Abstract

Management of endometriosis should be based on the best available evidence. The pyramid of evidence reflects unbiased observations analysed with traditional statistics. Evidence-based medicine (EBM) is the clinical interpretation of these data by experts. Unfortunately, traditional statistical inference can refute but cannot confirm a hypothesis and clinical experience is considered a personal opinion. A proof of concept to document clinical experience by considering each diagnosis and treatment as an experiment with an outcome, which is used to update subsequent management.
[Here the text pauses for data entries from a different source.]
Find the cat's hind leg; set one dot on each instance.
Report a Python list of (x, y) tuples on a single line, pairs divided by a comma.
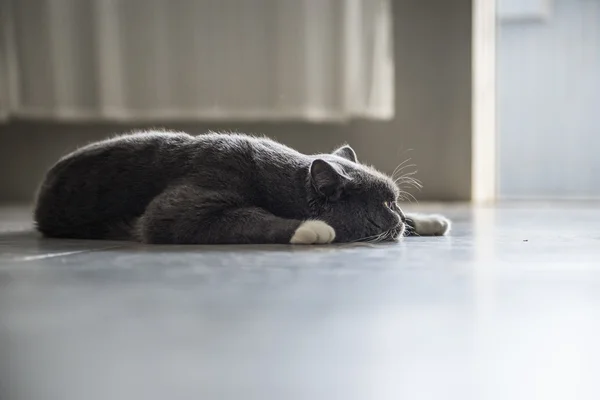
[(190, 215), (426, 225)]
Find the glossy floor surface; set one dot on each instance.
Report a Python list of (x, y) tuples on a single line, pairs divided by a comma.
[(506, 307)]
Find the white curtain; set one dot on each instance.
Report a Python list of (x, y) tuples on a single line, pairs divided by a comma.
[(319, 60)]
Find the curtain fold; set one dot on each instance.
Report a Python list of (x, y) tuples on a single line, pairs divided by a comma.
[(315, 60)]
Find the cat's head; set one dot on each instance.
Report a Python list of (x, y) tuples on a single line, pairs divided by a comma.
[(359, 202)]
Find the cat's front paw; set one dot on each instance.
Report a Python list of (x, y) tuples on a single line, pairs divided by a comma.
[(431, 225), (313, 232)]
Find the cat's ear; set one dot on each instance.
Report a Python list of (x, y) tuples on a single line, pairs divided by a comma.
[(328, 179), (346, 152)]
Experience and knowledge-based questions were answered on a 0 to 10 visual analogue scale (VAS) by surgery-oriented clinicians with experience of > 50 surgeries for endometriosis. The answers reflect the collective clinical experience of managing >10.000 women with endometriosis. Experience-based management was overall comparable as approved by >75% of answers rated ≥ 8/10 VAS. Knowledge-based management was more variable, reflecting debated issues and differences between experts and non-experts. The collective experience-based management of those with endometriosis is similar for surgery-oriented clinicians. Results do not conflict with EBM and are a Bayesian prior, to be confirmed, refuted or updated by further observations. Collective experience-based management can be measured and is more than a personal opinion. This might extend EBM trial results to the entire population and add data difficult to obtain in RCTs, such as many aspects of surgery.